As to the first factor, the court found that Ross’s use was, as a matter of law, commercial. Refusing to “overread” Andy Warhol Foundation for the Visual Arts, Inc. v. Goldsmith, 143 S. Ct. 1258 (2023), however, the court nonetheless considered the question of “transformative use” highly relevant. Among other arguments, Ross contended that it had engaged only in intermediate copying to reverse engineer, which a number of previous decisions have found to be fair use. The court refused to apply a rigid rule that intermediate copying is always transformative, instead holding: “It was transformative intermediate copying if Ross’s AI only studied the language patterns in the headnotes to learn how to produce judicial opinion quotes.” Thus, the issue of transformative use was a question for the jury.

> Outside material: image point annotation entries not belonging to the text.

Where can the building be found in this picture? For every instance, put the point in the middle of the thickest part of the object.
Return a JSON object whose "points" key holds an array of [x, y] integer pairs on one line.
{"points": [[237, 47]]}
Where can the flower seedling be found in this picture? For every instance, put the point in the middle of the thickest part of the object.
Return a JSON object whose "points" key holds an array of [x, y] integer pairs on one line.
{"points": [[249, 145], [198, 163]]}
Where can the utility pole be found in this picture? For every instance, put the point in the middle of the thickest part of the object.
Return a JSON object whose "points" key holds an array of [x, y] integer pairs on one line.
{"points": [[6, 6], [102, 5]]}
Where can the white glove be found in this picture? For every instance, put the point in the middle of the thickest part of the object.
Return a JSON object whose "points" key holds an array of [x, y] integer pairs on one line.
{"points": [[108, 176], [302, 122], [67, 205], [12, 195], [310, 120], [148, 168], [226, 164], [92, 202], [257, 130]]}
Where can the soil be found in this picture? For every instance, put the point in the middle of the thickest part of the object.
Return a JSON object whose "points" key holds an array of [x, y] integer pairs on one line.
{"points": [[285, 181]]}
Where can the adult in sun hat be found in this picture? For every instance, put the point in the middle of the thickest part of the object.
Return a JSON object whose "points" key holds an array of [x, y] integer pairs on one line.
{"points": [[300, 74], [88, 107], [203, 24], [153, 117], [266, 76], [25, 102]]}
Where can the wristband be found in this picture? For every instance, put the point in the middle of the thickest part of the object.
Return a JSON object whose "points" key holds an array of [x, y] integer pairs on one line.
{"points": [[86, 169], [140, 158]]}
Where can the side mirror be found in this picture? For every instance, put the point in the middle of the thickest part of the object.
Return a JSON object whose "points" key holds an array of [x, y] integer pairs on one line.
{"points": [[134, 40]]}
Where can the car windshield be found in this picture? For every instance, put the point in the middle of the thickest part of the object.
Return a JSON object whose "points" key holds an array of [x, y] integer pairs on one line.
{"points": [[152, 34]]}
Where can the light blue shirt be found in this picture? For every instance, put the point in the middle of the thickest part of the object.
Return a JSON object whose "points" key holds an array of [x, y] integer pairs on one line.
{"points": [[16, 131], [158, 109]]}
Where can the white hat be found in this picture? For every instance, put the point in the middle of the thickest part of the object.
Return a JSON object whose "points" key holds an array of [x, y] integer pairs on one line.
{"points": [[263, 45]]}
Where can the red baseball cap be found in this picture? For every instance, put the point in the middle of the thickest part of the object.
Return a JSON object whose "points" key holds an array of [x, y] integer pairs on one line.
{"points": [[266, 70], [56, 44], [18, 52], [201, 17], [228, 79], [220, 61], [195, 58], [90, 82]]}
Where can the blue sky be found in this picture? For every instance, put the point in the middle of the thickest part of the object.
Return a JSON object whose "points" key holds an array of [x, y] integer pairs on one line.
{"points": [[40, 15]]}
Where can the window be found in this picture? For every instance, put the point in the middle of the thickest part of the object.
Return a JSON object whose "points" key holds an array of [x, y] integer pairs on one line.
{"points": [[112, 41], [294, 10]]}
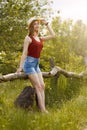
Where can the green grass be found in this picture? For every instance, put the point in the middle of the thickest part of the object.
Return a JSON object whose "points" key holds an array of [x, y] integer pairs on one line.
{"points": [[72, 115]]}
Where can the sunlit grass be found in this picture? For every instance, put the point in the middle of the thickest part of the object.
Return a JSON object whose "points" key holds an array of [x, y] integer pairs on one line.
{"points": [[72, 115]]}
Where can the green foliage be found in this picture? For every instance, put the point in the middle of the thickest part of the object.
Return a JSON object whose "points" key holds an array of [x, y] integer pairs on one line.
{"points": [[71, 115], [13, 29]]}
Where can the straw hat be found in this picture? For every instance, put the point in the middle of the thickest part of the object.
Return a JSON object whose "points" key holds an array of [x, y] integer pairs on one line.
{"points": [[32, 20]]}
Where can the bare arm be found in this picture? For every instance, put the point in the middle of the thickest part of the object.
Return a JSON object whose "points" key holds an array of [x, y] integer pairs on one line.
{"points": [[52, 33], [27, 41]]}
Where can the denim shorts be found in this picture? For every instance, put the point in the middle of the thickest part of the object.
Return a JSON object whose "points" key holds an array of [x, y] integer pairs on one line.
{"points": [[31, 65]]}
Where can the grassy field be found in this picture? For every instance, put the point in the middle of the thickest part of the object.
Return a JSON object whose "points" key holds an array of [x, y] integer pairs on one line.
{"points": [[71, 115]]}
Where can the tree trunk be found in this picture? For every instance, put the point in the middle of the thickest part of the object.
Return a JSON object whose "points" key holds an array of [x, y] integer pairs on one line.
{"points": [[55, 71]]}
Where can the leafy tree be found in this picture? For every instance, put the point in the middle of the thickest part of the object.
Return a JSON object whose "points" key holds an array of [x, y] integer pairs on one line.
{"points": [[13, 17]]}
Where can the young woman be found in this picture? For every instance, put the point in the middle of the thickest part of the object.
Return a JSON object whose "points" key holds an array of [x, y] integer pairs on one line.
{"points": [[33, 45]]}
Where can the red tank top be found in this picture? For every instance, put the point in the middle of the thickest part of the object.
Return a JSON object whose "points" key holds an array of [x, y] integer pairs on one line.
{"points": [[35, 48]]}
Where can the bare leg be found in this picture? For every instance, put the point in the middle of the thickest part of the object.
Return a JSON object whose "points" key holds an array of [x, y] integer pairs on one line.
{"points": [[43, 87], [36, 83]]}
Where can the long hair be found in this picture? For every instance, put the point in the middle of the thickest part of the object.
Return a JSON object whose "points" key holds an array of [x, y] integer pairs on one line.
{"points": [[31, 29]]}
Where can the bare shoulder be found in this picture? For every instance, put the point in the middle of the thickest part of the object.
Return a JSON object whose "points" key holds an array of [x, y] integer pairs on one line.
{"points": [[27, 39]]}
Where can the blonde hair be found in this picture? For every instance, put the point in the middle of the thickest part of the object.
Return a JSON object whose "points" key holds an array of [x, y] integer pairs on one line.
{"points": [[31, 28]]}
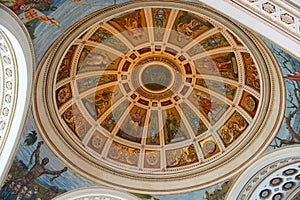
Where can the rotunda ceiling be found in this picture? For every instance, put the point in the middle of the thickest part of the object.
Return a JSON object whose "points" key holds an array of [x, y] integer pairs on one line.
{"points": [[137, 95]]}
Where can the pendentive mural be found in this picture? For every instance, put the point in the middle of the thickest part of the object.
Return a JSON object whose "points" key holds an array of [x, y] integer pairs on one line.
{"points": [[38, 173]]}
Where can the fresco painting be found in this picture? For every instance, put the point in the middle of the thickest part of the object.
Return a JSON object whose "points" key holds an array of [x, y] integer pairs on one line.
{"points": [[288, 134], [249, 103], [32, 12], [64, 70], [132, 127], [97, 103], [111, 120], [223, 88], [232, 129], [209, 147], [85, 84], [214, 41], [251, 74], [188, 27], [76, 121], [237, 41], [174, 128], [152, 159], [153, 129], [212, 108], [36, 173], [223, 65], [195, 122], [124, 154], [182, 156], [93, 59], [97, 142], [289, 131], [63, 94], [160, 19], [133, 26], [105, 37]]}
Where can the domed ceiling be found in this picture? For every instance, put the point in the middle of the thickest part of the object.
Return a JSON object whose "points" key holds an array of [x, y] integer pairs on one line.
{"points": [[146, 94]]}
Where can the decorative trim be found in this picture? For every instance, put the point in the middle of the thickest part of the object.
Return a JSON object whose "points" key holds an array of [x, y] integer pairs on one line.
{"points": [[96, 193], [180, 179], [275, 174], [19, 75]]}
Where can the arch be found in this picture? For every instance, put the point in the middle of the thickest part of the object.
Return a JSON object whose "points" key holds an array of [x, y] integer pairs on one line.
{"points": [[15, 99], [94, 193], [267, 167]]}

On the second fair use factor, the nature of the copyrighted work, the court held that because headnotes are not at the core of intended copyright protection, this factor tended to weigh in favor of fair use. However, the court also found this issue to be a jury question because of the uncertainty as to the headnotes’ originality. As to the third fair use factor—substantiality of the use—a disputed issue of fact existed because it was unclear how much Ross actually took of the copyrighted material.

Finally, on the fourth factor, harm to Thomson Reuters’ potential market, the court rejected Plaintiff’s argument that Ross was a direct competitor. Seizing on language from Google LLC v. Oracle Am., Inc., 141 S. Ct. 1183 (2021), Judge Bibas gave great weight to conflicting evidence as to whether Ross’s AI platform had a “public benefit.”

Implications for AI development

The Thomson Reuters v. Ross Intelligence case is one of the first major copyright lawsuits involving AI. The outcome of the case could have a significant impact on the development and use of AI in the legal industry.

If Thomson Reuters is successful, it could make it more difficult for AI companies to develop and use copyrighted materials to train their AI systems. This could slow the development of AI in the legal industry and make it more expensive for AI companies to develop and maintain their products.

On the other hand, if Ross Intelligence is successful, it could send a message that AI companies can fairly use copyrighted materials to train their AI systems. This could accelerate the development of AI in the legal industry and make AI products more affordable for lawyers and other users.

The case is also being watched closely by other industries that are developing and using AI. The outcome of the case could have implications for AI development and use in a wide range of industries.

Conclusion

The Thomson Reuters v. Ross Intelligence case is a landmark case that could have a significant impact on the development and use of AI in the legal industry and other industries. The outcome of the case will be closely watched by legal experts and businesses alike.